Version-Release number of selected component (if applicable):
ceph-ansible-3.1.0-0.1.rc3.el7cp.noarch
puppet-tripleo-8.3.2-6.el7ost.noarch
ansible-tripleo-ipsec-8.1.1-0.20180308133440.8f5369a.el7ost.noarch
openstack-tripleo-common-8.6.1-12.el7ost.noarch
openstack-tripleo-validations-8.4.1-5.el7ost.noarch
openstack-tripleo-common-containers-8.6.1-12.el7ost.noarch
python-tripleoclient-9.2.1-9.el7ost.noarch
openstack-tripleo-image-elements-8.0.1-1.el7ost.noarch
openstack-tripleo-heat-templates-8.0.2-22.el7ost.noarch
openstack-tripleo-puppet-elements-8.0.0-2.el7ost.noarch


How reproducible:
Unknown

Steps to Reproduce:
1. Deploy an HCI overcloud in latest OSP 12 
2. Run an upgrade process (including updating the roles_data.yaml)

Actual results:
The upgrade failed during the update of Ceph

Expected results:
The upgrade finish successfully

Additional info:

Comment 1 Yogev Rabl 2018-05-20 03:39:26 UTC
My mistake, in comment 1, it says it is an HCI deployment, it is not.
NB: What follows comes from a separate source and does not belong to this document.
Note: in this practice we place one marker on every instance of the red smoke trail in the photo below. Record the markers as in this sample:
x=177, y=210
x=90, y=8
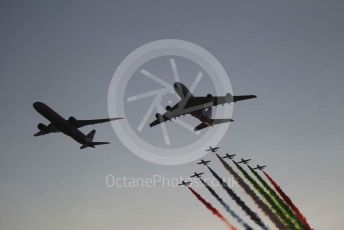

It is a monolithic deployment with 3 controller nodes, 2 compute nodes and 1 Ceph storage node with 5 OSDs

Comment 2 Sébastien Han 2018-05-20 10:12:24 UTC
I thought this has been verified here: https://bugzilla.redhat.com/show_bug.cgi?id=1574995

Yogev, what's the difference?
Thanks.

Comment 3 Yogev Rabl 2018-05-21 16:34:30 UTC
(In reply to leseb from comment #2)
> I thought this has been verified here:
> https://bugzilla.redhat.com/show_bug.cgi?id=1574995
> 
> Yogev, what's the difference?
> Thanks.

I thought the same thing, I am reopening that bug, I just wanted to have a record for it in the RH Openstack domain and make depend on that bug.